PoiScript / orgize

A Rust library for parsing org-mode files.
https://poiscript.github.io/orgize/
MIT License
278 stars 34 forks source link

Orgize validation fails when parsing certain unicode values #22

Closed calmofthestorm closed 7 months ago

calmofthestorm commented 4 years ago

In general I expect weird unicode values to get "interesting" results, but I'm going to report this since it results in a panic when debug_assertions are enabled.

Each of these characters, alone, as input, results in a panic in debug builds. I recommend running the example below with --release as otherwise calling parse will panic.

Up to you as to whether it's worth fixing. I saw you had a fuzz test in the source tree so I assume that crashes like this might be of interest, but I can also understand not wanting to go down the unicode rabbithole and it's unclear to me how often these actually come up in real use.

The one or two I tested with org-element work correctly -- a headline containing them in the title is parsed correctly.

fn main() {
    let s = "\u{000b}\u{0085}\u{00a0}\u{1680}\u{2000}\u{2001}\u{2002}\u{2003}\u{2004}\u{2005}\u{2006}\u{2007}\u{2008}\u{2009}\u{200a}\u{2028}\u{2029}\u{202f}\u{205f}\u{3000}";

    for (i, c) in s.chars().enumerate() {
        let org = orgize::Org::parse_string(c.to_string());
        println!("Validation ok for {}: {}", i, org.validate().is_empty());
    }
}
PoiScript commented 4 years ago

Thanks for reporting. Orgize will automatically validate the parsed struct and panic if any error occurs. It's disabled in release mode for increasing performance. For fuzz test, I believe it was broken after I upgraded to 2018 edition. But I just keep forgetting to fix it.
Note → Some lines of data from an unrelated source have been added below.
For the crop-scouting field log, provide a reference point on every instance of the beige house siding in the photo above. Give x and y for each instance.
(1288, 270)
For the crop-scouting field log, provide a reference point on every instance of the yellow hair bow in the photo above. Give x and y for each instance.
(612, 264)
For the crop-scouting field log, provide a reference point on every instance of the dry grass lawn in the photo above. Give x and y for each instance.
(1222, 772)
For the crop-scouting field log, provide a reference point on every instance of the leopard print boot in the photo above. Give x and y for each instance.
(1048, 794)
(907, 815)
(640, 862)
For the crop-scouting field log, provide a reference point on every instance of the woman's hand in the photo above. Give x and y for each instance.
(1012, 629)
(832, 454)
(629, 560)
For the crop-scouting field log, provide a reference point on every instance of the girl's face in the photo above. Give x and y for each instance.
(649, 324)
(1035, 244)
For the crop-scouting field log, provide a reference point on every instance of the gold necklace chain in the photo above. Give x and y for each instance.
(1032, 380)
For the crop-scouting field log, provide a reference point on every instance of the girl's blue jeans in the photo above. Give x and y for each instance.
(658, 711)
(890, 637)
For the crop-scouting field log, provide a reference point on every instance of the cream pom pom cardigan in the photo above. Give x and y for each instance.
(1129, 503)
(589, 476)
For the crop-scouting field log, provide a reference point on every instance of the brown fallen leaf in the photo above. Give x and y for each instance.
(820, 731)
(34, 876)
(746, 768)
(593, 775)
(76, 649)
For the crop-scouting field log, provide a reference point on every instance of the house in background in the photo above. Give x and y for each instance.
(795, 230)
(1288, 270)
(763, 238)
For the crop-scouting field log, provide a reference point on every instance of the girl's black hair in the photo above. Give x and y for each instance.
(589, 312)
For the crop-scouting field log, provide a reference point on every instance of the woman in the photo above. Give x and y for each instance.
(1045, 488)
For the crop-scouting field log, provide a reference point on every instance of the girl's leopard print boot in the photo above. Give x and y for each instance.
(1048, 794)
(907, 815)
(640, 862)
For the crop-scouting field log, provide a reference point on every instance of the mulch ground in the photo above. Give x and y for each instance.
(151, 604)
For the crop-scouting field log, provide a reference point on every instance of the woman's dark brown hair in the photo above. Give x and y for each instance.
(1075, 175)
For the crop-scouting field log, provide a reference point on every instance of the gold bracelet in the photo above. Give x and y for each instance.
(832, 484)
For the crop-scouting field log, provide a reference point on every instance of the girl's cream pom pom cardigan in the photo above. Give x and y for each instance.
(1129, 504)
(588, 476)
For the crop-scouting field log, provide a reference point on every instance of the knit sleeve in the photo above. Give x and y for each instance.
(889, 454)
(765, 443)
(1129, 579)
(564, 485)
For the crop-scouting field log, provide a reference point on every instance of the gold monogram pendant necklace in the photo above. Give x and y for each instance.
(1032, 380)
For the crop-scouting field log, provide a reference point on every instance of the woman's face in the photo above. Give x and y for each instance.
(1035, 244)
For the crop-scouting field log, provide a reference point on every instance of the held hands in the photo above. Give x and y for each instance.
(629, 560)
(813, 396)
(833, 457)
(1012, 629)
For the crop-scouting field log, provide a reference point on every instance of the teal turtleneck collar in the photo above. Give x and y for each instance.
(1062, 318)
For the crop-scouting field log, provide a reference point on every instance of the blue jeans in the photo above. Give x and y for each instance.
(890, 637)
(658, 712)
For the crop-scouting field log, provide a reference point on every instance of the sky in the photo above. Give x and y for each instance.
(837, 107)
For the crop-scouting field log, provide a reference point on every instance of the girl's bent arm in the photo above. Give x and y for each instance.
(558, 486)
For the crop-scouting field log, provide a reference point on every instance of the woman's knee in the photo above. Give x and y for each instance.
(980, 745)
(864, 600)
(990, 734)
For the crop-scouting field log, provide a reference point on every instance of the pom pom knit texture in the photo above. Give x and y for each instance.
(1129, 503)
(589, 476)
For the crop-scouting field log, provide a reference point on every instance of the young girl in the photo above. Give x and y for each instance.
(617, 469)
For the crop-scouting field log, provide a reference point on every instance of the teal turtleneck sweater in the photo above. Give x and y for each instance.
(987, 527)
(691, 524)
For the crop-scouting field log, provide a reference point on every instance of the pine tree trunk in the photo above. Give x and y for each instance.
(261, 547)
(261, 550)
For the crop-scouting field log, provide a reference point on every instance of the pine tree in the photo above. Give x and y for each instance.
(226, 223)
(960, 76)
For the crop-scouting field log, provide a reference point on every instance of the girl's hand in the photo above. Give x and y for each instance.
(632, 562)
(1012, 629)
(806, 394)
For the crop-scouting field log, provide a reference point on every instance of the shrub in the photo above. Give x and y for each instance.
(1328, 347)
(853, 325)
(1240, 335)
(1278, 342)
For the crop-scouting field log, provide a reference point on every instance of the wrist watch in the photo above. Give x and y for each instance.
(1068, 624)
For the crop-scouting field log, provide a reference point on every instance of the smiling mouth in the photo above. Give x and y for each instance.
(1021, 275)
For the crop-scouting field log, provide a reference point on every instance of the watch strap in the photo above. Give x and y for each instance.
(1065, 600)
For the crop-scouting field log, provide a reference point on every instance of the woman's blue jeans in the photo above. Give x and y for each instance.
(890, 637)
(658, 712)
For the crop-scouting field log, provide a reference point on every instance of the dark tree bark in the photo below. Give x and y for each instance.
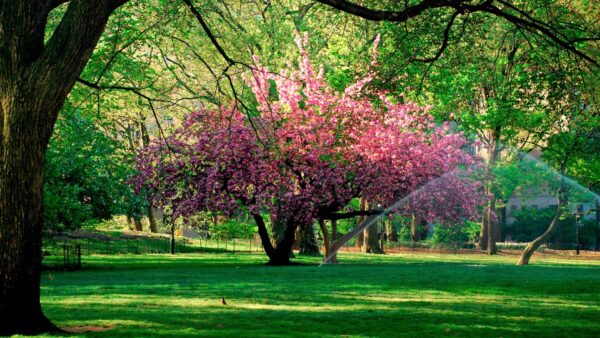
(145, 142)
(327, 242)
(138, 224)
(371, 237)
(172, 237)
(360, 238)
(597, 225)
(391, 231)
(545, 237)
(308, 241)
(152, 221)
(35, 79)
(371, 243)
(415, 234)
(279, 254)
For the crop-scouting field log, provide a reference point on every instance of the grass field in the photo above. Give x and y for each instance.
(365, 296)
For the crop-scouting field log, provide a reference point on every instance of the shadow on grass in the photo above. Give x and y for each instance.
(404, 296)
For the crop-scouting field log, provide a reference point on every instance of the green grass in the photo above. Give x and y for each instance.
(365, 296)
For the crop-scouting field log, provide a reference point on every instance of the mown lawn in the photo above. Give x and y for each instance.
(365, 296)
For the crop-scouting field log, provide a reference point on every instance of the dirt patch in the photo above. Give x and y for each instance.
(88, 328)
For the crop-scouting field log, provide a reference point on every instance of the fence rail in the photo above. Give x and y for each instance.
(66, 253)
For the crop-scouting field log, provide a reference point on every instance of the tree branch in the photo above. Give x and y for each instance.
(524, 20)
(350, 214)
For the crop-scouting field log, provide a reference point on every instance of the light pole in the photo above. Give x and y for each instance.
(578, 213)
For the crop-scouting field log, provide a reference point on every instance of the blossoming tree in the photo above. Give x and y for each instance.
(304, 154)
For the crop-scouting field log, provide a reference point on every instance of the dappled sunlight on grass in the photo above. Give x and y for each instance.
(390, 295)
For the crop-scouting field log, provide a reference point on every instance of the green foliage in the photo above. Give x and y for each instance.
(531, 223)
(456, 234)
(85, 175)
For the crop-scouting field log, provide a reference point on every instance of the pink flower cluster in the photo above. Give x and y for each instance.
(308, 152)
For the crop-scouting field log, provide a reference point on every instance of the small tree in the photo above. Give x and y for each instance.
(303, 154)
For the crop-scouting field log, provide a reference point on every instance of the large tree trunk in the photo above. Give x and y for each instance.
(390, 231)
(279, 254)
(326, 242)
(491, 225)
(145, 143)
(488, 226)
(415, 233)
(545, 237)
(35, 79)
(597, 225)
(138, 224)
(308, 241)
(371, 237)
(21, 179)
(360, 238)
(152, 221)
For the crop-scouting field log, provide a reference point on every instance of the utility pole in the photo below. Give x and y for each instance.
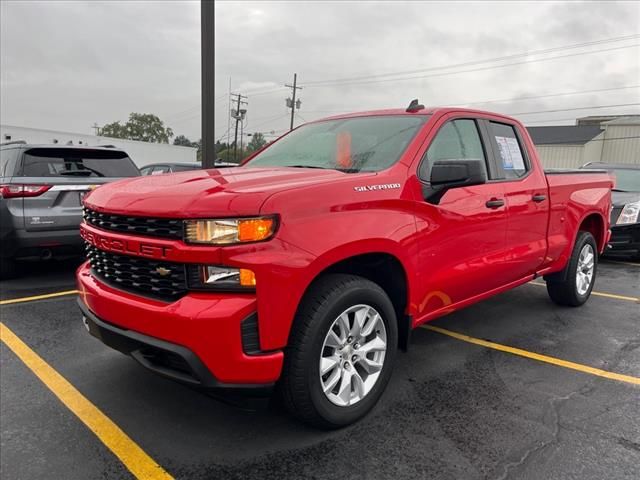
(207, 67)
(292, 103)
(238, 114)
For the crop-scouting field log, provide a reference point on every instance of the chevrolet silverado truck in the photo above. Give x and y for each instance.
(307, 267)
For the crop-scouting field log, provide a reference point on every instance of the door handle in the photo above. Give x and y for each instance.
(495, 203)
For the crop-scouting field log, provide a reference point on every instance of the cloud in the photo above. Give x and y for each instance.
(67, 64)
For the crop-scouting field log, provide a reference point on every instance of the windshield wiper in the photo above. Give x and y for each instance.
(344, 170)
(308, 166)
(79, 173)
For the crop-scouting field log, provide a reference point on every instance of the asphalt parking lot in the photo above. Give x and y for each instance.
(454, 409)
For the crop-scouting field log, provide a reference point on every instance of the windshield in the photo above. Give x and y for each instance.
(60, 162)
(362, 144)
(627, 179)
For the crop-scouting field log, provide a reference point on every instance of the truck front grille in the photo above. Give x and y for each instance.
(153, 227)
(161, 280)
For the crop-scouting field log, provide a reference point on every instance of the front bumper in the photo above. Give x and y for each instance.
(624, 241)
(196, 340)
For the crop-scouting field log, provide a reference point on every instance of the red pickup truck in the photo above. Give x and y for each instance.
(307, 267)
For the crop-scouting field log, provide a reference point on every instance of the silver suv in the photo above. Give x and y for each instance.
(41, 189)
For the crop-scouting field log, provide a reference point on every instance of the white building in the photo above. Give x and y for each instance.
(611, 139)
(142, 153)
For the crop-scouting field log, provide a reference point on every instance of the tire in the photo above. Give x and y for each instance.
(7, 268)
(331, 298)
(568, 287)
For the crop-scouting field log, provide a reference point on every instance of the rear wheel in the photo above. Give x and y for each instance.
(573, 286)
(342, 348)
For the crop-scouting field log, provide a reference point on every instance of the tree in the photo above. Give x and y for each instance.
(144, 127)
(183, 141)
(256, 143)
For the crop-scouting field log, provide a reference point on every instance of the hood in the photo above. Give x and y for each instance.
(239, 191)
(620, 199)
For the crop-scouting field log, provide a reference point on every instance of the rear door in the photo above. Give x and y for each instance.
(70, 173)
(526, 194)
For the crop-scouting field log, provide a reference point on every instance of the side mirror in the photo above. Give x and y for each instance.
(451, 174)
(458, 173)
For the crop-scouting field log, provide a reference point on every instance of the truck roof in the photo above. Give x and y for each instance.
(425, 111)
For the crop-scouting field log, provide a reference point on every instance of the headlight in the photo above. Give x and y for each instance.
(629, 214)
(228, 231)
(217, 277)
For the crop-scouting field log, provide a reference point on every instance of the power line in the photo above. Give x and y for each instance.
(517, 99)
(492, 67)
(478, 62)
(594, 107)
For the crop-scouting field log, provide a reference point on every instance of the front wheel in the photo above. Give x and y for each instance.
(573, 286)
(342, 348)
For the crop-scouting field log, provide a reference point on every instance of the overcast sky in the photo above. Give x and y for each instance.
(66, 65)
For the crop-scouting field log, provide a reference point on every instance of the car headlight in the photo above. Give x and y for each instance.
(229, 231)
(629, 214)
(218, 277)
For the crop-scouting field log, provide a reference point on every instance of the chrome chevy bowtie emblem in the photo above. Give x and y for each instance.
(163, 271)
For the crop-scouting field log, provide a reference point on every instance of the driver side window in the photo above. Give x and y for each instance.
(456, 140)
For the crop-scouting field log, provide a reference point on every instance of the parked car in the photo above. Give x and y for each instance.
(41, 187)
(160, 168)
(307, 267)
(625, 215)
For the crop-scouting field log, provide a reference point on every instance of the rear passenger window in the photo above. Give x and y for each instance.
(8, 157)
(456, 140)
(509, 152)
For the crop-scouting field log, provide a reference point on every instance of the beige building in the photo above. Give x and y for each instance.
(612, 139)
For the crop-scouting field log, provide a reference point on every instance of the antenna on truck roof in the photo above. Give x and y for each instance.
(414, 106)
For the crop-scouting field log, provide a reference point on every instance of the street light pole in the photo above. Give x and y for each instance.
(293, 102)
(207, 52)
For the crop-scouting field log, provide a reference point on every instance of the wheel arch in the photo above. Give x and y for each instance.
(383, 268)
(595, 225)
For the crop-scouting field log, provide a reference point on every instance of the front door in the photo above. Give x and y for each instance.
(462, 236)
(526, 194)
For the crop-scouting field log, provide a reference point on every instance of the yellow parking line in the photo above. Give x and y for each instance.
(600, 294)
(38, 297)
(536, 356)
(130, 454)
PoiScript commented 4 years ago

Oh, I see. I only check for the ascii whitespaces in some functions. But str::trim actually remove both ascii whitespaces and unicode whitespaces.

PoiScript commented 4 years ago

This was fixed by ba9c83c. But I decided to keep this issue opened as a remainder and closed it once we replace every u8::is_ascii_whitespace with char::is_whitespace.